Committee members expressed particular concern about reports of hearing loss, and members debated whether or not it was useful to monitor hearing before and during treatment.
“[Hearing loss] was an adverse effect I really noted,” Christina Y. Weng, MD, MBA, associate professor of ophthalmology in the department of ophthalmology at Baylor College of Medicine in Houston, said during committee discussion. “It’s much more specific than other adverse events, like fatigue. You really can’t ignore that. Plus, there was a proportion of patients that did not recover. If there is a potential for irreversible change in one sense, I don’t want to trade one sense for another sense, especially one that is so valuable for so many people.”
The committee also discussed the need for glucose monitoring after initiation of teprotumumab, with several members recommending periodic fasting glucose and HbA1c measurements for any person prescribed the drug. In briefing documents, the FDA noted teprotumumab has the potential to interfere with glucose regulation, particularly among individuals with diabetes. Some patients who received teprotumumab required additional amounts of insulin to maintain glycemic control, according to FDA.
“At a minimum, we need fasting glucose and HbA1c [measurements],” Wang said. “There are patients with no [diabetes] history who developed hyperglycemia. We need baseline testing and periodic monitoring after that.”
In a statement released after the vote, Timothy Walbert, chairman, president and chief executive officer, Horizon, said the committee’s decision marks a significant step toward the first FDA-approved treatment for patients with thyroid eye disease.

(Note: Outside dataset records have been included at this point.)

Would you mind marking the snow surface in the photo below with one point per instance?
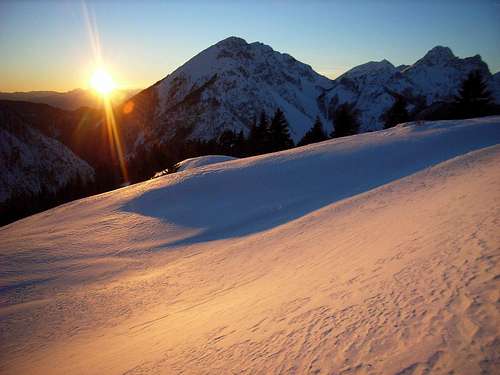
(376, 253)
(201, 161)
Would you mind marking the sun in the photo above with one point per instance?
(102, 82)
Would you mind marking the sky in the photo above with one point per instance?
(47, 45)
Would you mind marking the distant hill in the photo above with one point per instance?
(69, 100)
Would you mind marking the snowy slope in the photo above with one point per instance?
(375, 253)
(32, 163)
(227, 86)
(201, 161)
(372, 86)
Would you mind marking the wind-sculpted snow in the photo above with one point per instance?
(201, 161)
(376, 253)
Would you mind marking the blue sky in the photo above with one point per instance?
(45, 45)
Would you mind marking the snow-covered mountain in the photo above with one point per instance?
(32, 163)
(376, 253)
(372, 87)
(226, 86)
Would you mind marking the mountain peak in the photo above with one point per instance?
(438, 54)
(375, 67)
(232, 41)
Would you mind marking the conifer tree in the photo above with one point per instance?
(315, 134)
(396, 114)
(473, 99)
(279, 134)
(345, 121)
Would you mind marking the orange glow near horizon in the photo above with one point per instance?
(102, 83)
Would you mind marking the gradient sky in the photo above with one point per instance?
(45, 45)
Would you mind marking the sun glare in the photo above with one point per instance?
(102, 82)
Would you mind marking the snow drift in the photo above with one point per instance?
(201, 161)
(374, 253)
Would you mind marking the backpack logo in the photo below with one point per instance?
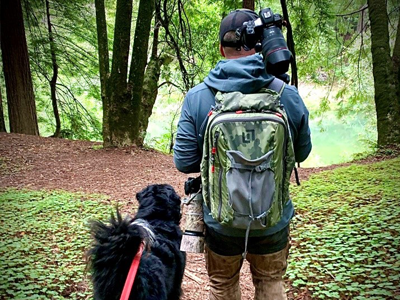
(248, 136)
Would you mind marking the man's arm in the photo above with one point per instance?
(298, 120)
(187, 156)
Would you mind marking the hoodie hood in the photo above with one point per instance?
(245, 74)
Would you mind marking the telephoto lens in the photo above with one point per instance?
(275, 52)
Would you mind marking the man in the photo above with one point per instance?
(242, 71)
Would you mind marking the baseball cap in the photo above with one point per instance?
(233, 21)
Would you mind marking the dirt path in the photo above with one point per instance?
(48, 163)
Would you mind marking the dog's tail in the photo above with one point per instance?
(113, 249)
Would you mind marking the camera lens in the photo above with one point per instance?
(276, 54)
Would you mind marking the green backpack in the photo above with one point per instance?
(247, 160)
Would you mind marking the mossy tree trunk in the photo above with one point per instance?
(2, 123)
(386, 74)
(122, 95)
(53, 81)
(17, 72)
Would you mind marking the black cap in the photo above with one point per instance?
(233, 21)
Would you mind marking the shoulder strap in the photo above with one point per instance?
(277, 85)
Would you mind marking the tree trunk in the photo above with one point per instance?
(53, 81)
(104, 64)
(2, 123)
(150, 86)
(290, 42)
(17, 73)
(138, 64)
(385, 72)
(120, 111)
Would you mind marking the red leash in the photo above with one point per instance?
(132, 274)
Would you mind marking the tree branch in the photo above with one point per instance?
(354, 12)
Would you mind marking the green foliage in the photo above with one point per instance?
(75, 44)
(43, 239)
(346, 239)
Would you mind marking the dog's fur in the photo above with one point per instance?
(161, 267)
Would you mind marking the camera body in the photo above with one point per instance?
(265, 35)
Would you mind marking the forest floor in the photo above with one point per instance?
(30, 162)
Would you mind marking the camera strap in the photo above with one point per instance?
(277, 85)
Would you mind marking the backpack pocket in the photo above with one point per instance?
(251, 188)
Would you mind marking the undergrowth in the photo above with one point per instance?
(346, 242)
(346, 238)
(43, 239)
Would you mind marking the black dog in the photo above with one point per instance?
(162, 264)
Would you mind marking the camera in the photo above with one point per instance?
(265, 35)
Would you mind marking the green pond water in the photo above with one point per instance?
(334, 141)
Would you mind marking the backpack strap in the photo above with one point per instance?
(277, 85)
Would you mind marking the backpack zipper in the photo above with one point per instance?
(271, 117)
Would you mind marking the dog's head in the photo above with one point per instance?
(159, 201)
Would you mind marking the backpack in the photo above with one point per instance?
(247, 159)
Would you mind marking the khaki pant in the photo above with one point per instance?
(266, 270)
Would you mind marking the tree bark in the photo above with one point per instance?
(120, 110)
(53, 80)
(104, 65)
(139, 61)
(385, 71)
(2, 122)
(17, 73)
(290, 42)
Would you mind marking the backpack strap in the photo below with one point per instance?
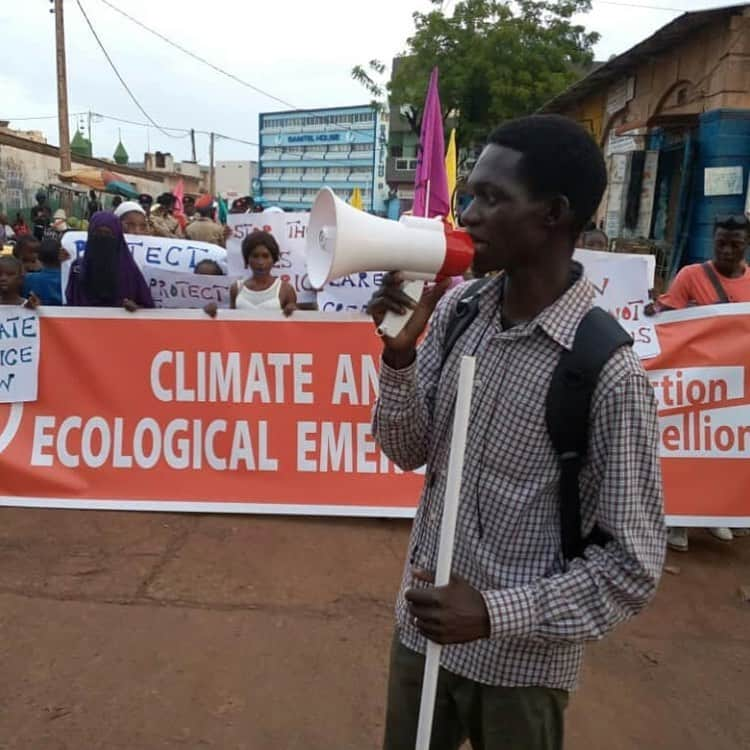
(708, 269)
(466, 311)
(569, 397)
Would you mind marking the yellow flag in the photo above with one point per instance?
(356, 200)
(450, 172)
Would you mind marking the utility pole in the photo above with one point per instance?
(62, 88)
(211, 168)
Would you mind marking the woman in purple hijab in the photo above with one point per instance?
(107, 275)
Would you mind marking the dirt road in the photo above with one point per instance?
(139, 631)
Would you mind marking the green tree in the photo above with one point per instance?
(497, 60)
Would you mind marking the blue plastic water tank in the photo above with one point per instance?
(723, 141)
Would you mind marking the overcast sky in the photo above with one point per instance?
(297, 50)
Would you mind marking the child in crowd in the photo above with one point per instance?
(11, 282)
(27, 251)
(262, 291)
(46, 284)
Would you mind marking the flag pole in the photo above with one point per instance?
(447, 537)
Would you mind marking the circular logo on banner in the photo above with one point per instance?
(10, 419)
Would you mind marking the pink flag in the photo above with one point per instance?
(431, 196)
(179, 194)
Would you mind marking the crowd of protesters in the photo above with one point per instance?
(106, 275)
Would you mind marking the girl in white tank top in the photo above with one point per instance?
(262, 291)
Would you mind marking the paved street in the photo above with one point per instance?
(172, 631)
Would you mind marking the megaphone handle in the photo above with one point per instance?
(393, 324)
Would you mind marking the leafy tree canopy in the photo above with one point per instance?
(497, 60)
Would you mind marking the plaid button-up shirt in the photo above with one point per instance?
(508, 543)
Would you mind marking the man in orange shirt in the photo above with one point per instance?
(724, 279)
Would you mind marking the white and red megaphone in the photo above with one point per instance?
(342, 240)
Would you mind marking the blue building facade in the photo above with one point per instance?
(342, 148)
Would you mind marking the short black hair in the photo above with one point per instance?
(208, 262)
(731, 222)
(256, 238)
(14, 261)
(560, 157)
(49, 252)
(22, 242)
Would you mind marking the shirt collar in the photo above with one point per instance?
(561, 319)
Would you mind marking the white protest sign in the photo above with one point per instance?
(166, 253)
(349, 293)
(621, 284)
(289, 230)
(160, 252)
(586, 256)
(179, 290)
(19, 354)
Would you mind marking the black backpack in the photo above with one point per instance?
(574, 379)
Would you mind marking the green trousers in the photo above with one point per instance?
(492, 718)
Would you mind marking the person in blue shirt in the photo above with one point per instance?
(47, 283)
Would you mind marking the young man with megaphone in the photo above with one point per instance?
(560, 533)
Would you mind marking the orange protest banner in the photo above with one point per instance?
(171, 410)
(702, 382)
(177, 411)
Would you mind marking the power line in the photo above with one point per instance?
(119, 77)
(638, 5)
(195, 56)
(41, 117)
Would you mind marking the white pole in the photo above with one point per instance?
(447, 536)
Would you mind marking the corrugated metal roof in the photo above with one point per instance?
(620, 66)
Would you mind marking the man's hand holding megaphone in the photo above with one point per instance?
(401, 350)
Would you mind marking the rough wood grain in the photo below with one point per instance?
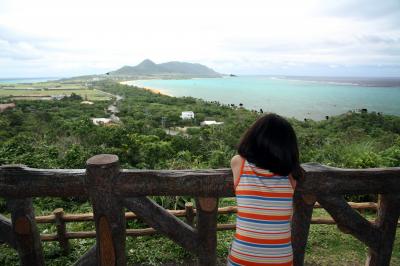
(167, 224)
(386, 222)
(176, 182)
(20, 181)
(189, 213)
(26, 234)
(6, 232)
(82, 217)
(89, 258)
(61, 230)
(351, 220)
(302, 213)
(207, 230)
(101, 173)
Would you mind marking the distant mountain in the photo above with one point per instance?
(174, 69)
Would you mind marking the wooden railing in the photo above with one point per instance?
(60, 218)
(111, 189)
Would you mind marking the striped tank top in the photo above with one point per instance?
(263, 223)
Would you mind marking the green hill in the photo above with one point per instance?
(182, 69)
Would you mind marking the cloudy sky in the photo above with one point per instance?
(45, 38)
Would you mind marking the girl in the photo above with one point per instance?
(264, 185)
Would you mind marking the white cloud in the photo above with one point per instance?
(82, 37)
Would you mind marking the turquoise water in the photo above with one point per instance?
(291, 98)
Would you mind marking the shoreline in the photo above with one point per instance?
(151, 89)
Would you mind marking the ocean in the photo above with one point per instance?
(298, 97)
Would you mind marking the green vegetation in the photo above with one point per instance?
(60, 134)
(32, 91)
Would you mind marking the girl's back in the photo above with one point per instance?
(263, 231)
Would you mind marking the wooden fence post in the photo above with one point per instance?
(302, 212)
(61, 230)
(26, 234)
(386, 222)
(207, 210)
(109, 216)
(189, 213)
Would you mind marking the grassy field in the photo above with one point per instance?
(326, 246)
(48, 89)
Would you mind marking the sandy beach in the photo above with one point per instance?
(153, 90)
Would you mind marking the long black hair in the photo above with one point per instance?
(271, 143)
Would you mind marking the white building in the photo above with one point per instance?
(210, 122)
(101, 121)
(187, 115)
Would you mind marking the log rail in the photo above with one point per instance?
(111, 189)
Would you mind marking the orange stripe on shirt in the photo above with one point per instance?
(248, 263)
(285, 240)
(255, 256)
(264, 194)
(259, 174)
(263, 217)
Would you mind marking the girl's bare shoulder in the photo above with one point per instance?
(236, 161)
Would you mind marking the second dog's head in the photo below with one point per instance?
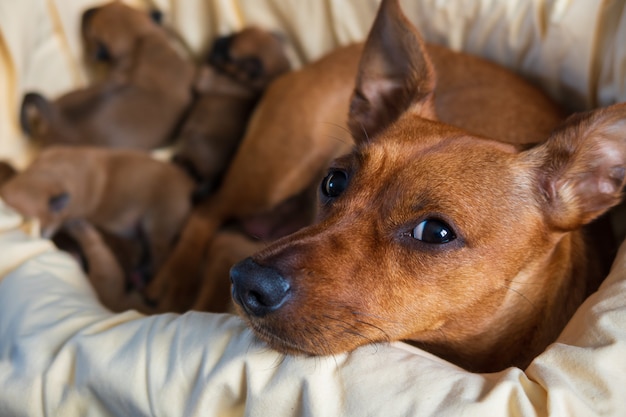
(425, 230)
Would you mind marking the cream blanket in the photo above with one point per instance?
(62, 354)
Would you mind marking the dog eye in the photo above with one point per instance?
(102, 53)
(58, 202)
(433, 231)
(335, 183)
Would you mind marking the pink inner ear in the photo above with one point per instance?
(584, 166)
(394, 74)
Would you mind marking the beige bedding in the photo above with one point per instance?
(61, 354)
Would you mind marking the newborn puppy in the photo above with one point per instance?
(138, 105)
(123, 192)
(228, 86)
(254, 57)
(106, 269)
(216, 123)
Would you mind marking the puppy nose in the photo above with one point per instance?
(259, 290)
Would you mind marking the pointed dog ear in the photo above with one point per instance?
(582, 167)
(395, 74)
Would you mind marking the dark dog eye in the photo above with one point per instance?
(102, 53)
(433, 231)
(58, 202)
(335, 183)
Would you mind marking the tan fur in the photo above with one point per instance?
(126, 193)
(440, 141)
(137, 105)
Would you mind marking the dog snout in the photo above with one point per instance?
(258, 289)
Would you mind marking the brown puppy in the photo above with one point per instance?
(106, 271)
(253, 57)
(7, 171)
(126, 193)
(439, 228)
(226, 95)
(138, 105)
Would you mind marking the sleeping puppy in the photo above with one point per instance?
(123, 192)
(216, 123)
(139, 104)
(228, 86)
(106, 266)
(101, 36)
(7, 171)
(254, 57)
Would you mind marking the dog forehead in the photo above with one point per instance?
(447, 176)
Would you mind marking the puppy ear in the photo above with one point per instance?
(582, 166)
(35, 115)
(395, 74)
(58, 202)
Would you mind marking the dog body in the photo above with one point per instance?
(139, 103)
(444, 226)
(124, 192)
(270, 188)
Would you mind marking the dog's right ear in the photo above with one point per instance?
(395, 75)
(581, 168)
(35, 115)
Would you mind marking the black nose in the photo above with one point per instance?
(258, 289)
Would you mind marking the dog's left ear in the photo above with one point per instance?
(581, 168)
(395, 75)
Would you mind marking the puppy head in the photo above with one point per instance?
(253, 56)
(110, 31)
(42, 191)
(426, 232)
(50, 122)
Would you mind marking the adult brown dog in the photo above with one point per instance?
(138, 105)
(443, 226)
(126, 193)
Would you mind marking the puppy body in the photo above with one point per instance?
(271, 185)
(7, 171)
(441, 227)
(126, 193)
(140, 102)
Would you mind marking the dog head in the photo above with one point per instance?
(253, 57)
(43, 191)
(427, 232)
(110, 32)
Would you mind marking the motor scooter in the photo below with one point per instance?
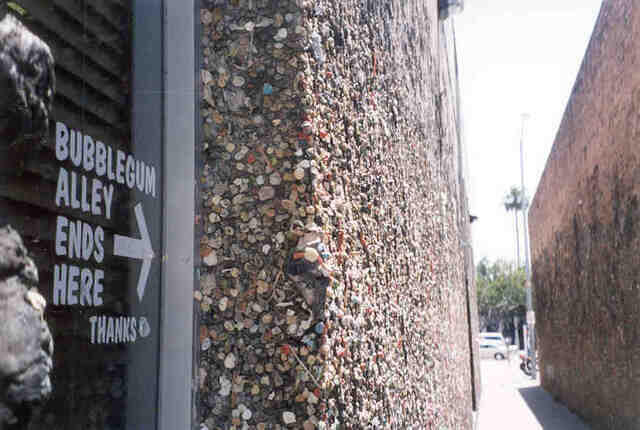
(526, 365)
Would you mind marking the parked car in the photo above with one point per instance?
(492, 345)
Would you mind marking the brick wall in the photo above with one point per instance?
(338, 113)
(585, 233)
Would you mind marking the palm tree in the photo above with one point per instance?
(514, 201)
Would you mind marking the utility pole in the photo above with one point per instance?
(530, 313)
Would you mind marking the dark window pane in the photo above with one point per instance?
(86, 198)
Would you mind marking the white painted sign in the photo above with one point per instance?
(136, 248)
(80, 242)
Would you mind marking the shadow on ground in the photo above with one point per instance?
(551, 415)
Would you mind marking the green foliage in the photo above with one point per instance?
(501, 288)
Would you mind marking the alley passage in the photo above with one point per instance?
(510, 400)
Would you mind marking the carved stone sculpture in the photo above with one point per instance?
(26, 345)
(27, 85)
(27, 82)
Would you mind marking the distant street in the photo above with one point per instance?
(511, 400)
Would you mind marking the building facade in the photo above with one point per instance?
(248, 214)
(584, 234)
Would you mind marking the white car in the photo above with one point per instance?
(492, 345)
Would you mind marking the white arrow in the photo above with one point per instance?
(140, 249)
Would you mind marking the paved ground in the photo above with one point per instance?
(511, 400)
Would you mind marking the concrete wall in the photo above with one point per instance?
(585, 233)
(339, 113)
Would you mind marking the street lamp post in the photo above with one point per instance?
(525, 206)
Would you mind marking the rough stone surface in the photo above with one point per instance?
(26, 346)
(346, 114)
(585, 234)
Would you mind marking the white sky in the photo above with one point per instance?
(514, 56)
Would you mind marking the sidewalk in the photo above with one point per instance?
(512, 401)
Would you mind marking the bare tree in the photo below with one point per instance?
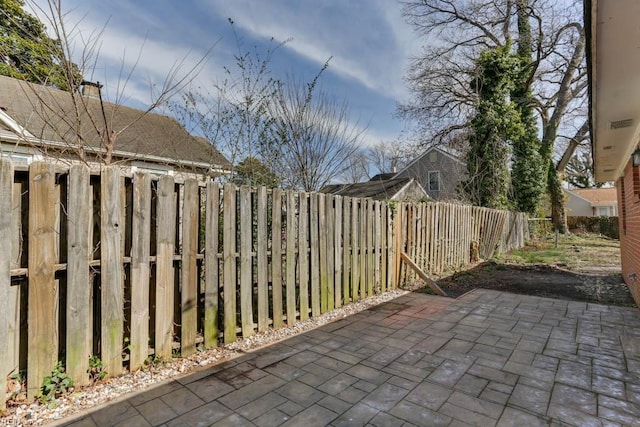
(389, 157)
(233, 114)
(458, 31)
(311, 135)
(357, 168)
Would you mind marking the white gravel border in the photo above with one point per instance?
(121, 387)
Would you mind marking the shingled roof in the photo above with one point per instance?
(378, 190)
(48, 114)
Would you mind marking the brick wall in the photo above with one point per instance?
(629, 203)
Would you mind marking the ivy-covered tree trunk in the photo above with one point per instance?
(528, 171)
(556, 194)
(496, 122)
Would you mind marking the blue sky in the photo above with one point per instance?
(368, 40)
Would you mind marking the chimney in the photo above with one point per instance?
(91, 89)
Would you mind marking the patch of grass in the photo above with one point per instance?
(575, 251)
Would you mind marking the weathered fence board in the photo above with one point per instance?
(324, 273)
(6, 353)
(140, 270)
(230, 263)
(328, 298)
(79, 328)
(211, 268)
(246, 262)
(165, 238)
(276, 258)
(303, 254)
(314, 214)
(292, 235)
(111, 271)
(43, 290)
(324, 250)
(262, 260)
(189, 269)
(337, 252)
(355, 249)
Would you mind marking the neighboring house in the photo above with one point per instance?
(39, 122)
(400, 189)
(438, 172)
(613, 61)
(592, 202)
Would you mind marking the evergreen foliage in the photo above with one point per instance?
(528, 173)
(28, 53)
(496, 123)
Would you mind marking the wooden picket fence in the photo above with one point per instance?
(128, 267)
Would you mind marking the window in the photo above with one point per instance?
(623, 210)
(18, 157)
(434, 181)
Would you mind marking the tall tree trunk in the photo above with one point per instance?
(556, 194)
(528, 172)
(555, 178)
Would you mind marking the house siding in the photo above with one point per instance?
(628, 197)
(451, 173)
(577, 206)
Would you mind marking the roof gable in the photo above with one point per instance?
(597, 196)
(49, 115)
(379, 190)
(425, 155)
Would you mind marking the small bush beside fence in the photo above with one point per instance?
(605, 225)
(118, 268)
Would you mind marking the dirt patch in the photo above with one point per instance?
(578, 268)
(540, 280)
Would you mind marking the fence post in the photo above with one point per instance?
(6, 192)
(303, 255)
(229, 255)
(43, 290)
(140, 270)
(246, 271)
(212, 276)
(165, 276)
(111, 271)
(79, 322)
(290, 262)
(262, 261)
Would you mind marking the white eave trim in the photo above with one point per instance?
(126, 154)
(8, 121)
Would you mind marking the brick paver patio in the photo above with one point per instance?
(487, 358)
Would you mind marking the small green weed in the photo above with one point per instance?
(152, 360)
(55, 385)
(96, 369)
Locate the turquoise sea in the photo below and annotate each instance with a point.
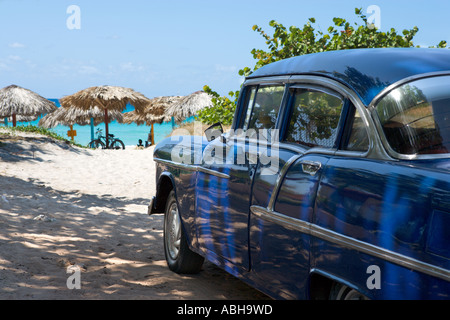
(128, 133)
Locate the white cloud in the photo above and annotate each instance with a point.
(222, 68)
(14, 58)
(88, 70)
(16, 45)
(129, 66)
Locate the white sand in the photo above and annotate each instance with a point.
(62, 206)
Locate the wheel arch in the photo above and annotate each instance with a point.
(164, 186)
(321, 284)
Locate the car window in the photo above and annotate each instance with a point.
(264, 112)
(251, 93)
(314, 118)
(416, 117)
(357, 138)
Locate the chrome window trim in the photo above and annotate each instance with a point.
(381, 95)
(279, 180)
(375, 148)
(191, 167)
(349, 242)
(275, 80)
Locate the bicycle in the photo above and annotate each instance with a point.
(101, 142)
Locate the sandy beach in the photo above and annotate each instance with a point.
(64, 207)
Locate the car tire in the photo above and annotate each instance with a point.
(179, 257)
(342, 292)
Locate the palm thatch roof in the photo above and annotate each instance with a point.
(15, 100)
(70, 116)
(189, 105)
(154, 112)
(105, 97)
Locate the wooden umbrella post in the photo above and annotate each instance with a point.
(106, 128)
(152, 133)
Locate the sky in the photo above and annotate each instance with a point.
(170, 47)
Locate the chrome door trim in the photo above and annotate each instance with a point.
(191, 167)
(349, 242)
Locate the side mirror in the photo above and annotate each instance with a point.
(213, 131)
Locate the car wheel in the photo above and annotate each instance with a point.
(343, 292)
(179, 257)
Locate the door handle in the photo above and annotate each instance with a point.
(311, 167)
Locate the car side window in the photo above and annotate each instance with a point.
(355, 137)
(314, 118)
(263, 112)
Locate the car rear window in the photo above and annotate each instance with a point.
(415, 117)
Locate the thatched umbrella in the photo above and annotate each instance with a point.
(189, 105)
(70, 116)
(153, 113)
(107, 98)
(15, 101)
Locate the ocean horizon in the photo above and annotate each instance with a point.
(128, 133)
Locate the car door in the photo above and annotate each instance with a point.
(225, 177)
(282, 206)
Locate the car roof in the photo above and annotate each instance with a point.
(366, 71)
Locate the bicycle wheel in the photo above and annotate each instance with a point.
(96, 144)
(117, 144)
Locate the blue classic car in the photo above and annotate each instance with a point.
(333, 182)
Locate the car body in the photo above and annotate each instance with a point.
(334, 180)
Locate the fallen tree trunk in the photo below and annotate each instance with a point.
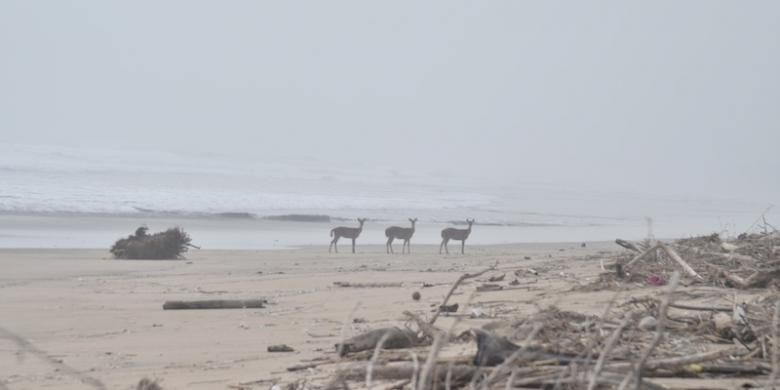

“Our comprehensive set of data presented today on teprotumumab’s efficacy and safety is a testament to the extraordinary efforts of the physicians who partnered with us on the clinical development program, the TED patients who enrolled in our studies, and Horizon’s research and development team,” Walbert said in the release. “We believe that teprotumumab has the potential to address a significant unmet need for these patients and we look forward to working with the FDA as it completes its review of our application.”
Teprotumumab is one of less than five medicines ever to receive priority review, orphan drug, fast track and breakthrough therapy designations from the FDA, according to Horizon. The Prescription Drug User Fee Act (PDUFA) action date is March 8, 2020. The advisory panel’s recommendations are nonbinding, although the FDA often follows its suggestions. – by Regina Schaffer
Disclosures: Chodosh, Low Wang, Weng and Yoo are members of the FDA’s Dermatologic and Ophthalmic Drugs Advisory Committee.